Just in time for the (hopefully) balmy summer months, Rory has been dishing up the travel inspiration, jet-setting across some of the most captivating European cities out there. So far, he has sunk his teeth into the culture and vibrant food scenes of Palma de Mallorca, Vienna, Madrid, Lisbon and Copenhagen, and will go on to explore Bath and Edinburgh.

Rory in Nantes, France

This week, however, he's in the bucolic city of Nantes, perched on the Loire Valley and famed for its food, culture and gardens. A vibrant port city for centuries, it has been praised internationally for its high quality of life, and certainly with impeccable food, design and culture, it's no wonder why. 

On tonight's episode... 
Rory wastes no time in diving into Nantes, finding a cultural hub on the Île de Nantes, an island and former shipyard district in the Loire River that has been renovated as a bustling centre for art, presided over by a 40ft-high mechanical elephant. 

On the Île de Nantes, Rory finds a cultural hub and a mechanical elephant

Always one for authentic experiences - especially when it comes to food - Rory sniffs out a classic neighbourhood bistro, Les Chants D'Avril, where he is invited into the kitchen by chef Christophe François who shares his recipe for Hake with a Sesame Seed Crust and Beurre Blanc, using Muscadet, a white wine from the fertile Nantes region. 

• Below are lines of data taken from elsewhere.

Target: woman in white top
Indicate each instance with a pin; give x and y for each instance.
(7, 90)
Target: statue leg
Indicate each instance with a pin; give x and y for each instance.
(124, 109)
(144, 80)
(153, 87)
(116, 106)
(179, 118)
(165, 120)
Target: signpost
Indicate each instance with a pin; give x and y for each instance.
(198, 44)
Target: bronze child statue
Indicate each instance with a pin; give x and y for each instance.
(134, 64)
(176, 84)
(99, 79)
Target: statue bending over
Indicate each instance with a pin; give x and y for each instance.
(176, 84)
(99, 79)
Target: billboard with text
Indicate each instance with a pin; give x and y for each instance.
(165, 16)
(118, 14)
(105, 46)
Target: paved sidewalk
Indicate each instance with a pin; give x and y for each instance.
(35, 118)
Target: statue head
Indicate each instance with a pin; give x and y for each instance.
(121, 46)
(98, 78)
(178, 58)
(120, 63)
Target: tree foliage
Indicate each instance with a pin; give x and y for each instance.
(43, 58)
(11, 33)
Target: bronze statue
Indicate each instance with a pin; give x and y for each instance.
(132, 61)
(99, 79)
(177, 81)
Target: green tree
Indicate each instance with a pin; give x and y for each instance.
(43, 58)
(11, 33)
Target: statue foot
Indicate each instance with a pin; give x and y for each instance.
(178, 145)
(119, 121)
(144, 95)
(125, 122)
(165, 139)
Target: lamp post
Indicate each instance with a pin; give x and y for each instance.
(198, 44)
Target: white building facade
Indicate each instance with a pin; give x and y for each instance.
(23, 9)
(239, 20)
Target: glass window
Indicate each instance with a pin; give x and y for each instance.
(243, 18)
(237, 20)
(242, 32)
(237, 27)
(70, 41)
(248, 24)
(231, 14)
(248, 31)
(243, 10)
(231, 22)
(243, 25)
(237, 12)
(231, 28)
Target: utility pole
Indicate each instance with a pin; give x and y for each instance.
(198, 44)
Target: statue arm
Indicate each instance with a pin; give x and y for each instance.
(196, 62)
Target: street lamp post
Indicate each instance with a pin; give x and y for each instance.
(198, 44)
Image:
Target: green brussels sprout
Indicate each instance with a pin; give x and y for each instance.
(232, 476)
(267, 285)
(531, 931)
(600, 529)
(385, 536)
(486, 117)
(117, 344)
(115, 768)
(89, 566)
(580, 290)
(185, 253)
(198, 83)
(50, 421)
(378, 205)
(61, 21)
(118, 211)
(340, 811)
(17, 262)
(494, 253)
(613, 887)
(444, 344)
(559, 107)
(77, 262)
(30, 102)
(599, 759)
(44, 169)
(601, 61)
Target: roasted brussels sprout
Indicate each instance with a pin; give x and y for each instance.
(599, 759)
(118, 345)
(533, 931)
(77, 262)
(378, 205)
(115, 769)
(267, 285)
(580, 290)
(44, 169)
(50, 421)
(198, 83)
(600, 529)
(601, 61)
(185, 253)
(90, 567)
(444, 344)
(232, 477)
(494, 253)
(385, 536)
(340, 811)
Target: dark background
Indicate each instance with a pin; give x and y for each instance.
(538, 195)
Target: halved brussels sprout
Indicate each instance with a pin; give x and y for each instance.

Proving just how central quality food and food production is to the city, Rory is joined by Marie Luneau Papin, a Muscadet producer, who explains how this delicate wine is produced, and why it's soared in popularity in recent years. 

Rory learns how to make the intricate Petit Beurre biscuit

One of the thrills of traveling as a foodie is rooting out the local specialties, and Rory does just that, chasing the Petit Beurre biscuit, a local treat that look endearingly like small, edible pillows. Artisan chocolatier Vincent Guerlais has perfected his own mouthwatering version of this Nantes classic, and Rory visits his shop to learn about the biscuit's distinctive ingredients and decoration.

Shopping in local markets is a particular delight and an excellent way to immerse yourself in a city, if only for a morning. With this in mind, Rory heads to Talensac Market, gathering a picnic basket's worth of local cheeses, radishes, Gariguette strawberries and a scrumptious Gâteau Nantais - a soft cake made of ground almonds and sodden with a rum and lemon mixture. 

Rory in Le Cigale brasserie

It wouldn't be a Rory holiday without a standout meal. Look no further than the iconic Le Cigale brasserie, established in 1895 and renowned for its sumptuous Art Nouveau interior. He chooses Oysters, followed by Steak Béarnaise, and to top it off, a Kouign-amann puff pastry confection filled with toffee caramel butterscotch mousse, made with salted butter from the region.

Back home in Cork, Rory creates a recipe to remind him of a magnificent weekend in Nantes – Baked Turbot with Sauce Beurre Blanc.